Essen und TrinkenDer Champagner-Krieg

Aus Heft 48/18

Lesezeit: 10 Min.

Überall Champagner: Schilder weisen Touristen die Wege zu Kellereien und Weinbergen.
Überall Champagner: Schilder weisen Touristen die Wege zu Kellereien und Weinbergen. Stephanie Füssenich

Inmitten der Champagne liegt ein Dorf, das keinen Champagner anbauen darf. Ein Bauer ringt seit Jahrzehnten darum, endlich so wohl­habend werden zu können wie seine Nachbarn.

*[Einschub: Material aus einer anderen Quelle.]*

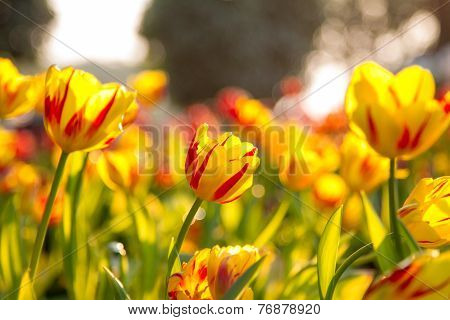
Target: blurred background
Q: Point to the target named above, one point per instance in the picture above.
(205, 45)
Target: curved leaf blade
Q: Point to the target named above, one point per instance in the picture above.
(243, 281)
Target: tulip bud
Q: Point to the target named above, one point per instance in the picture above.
(426, 212)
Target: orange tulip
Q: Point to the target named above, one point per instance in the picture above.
(18, 93)
(220, 170)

Text: Anant Agarwala Fotos: Stephanie Füssenich

Viele Straßen führen aus Champfleury heraus. Sie verbinden das Dorf mit seinen Nachbarn, mit Winzern und Hoteliers und Gastwirten in prächtigen Häusern mit goldenen Schriftzügen. Ein Kreisverkehr am Ortsausgang spült Reisende in Richtung der Weinhänge im Westen und der Champagnerkeller im Norden und der Nester im Süden und Osten, wo die Reben bis in die Vorgärten wachsen. Champfleury liegt nicht irgendwo abseits am Rand. Es liegt mitten in der Champagne, gleich an der Touristenroute, wo es aus jedem Mauervorsprung zu blubbern scheint, so allgegenwärtig ist er: Champagner auf Torbögen, Schildern, alten Bildern, degustieren Sie hier, fünf Euro die Flûte, die Flasche 25. Nur nicht in Champfleury, ein tragisches Fleckchen Nordfrankreich, umgeben vom Paradies.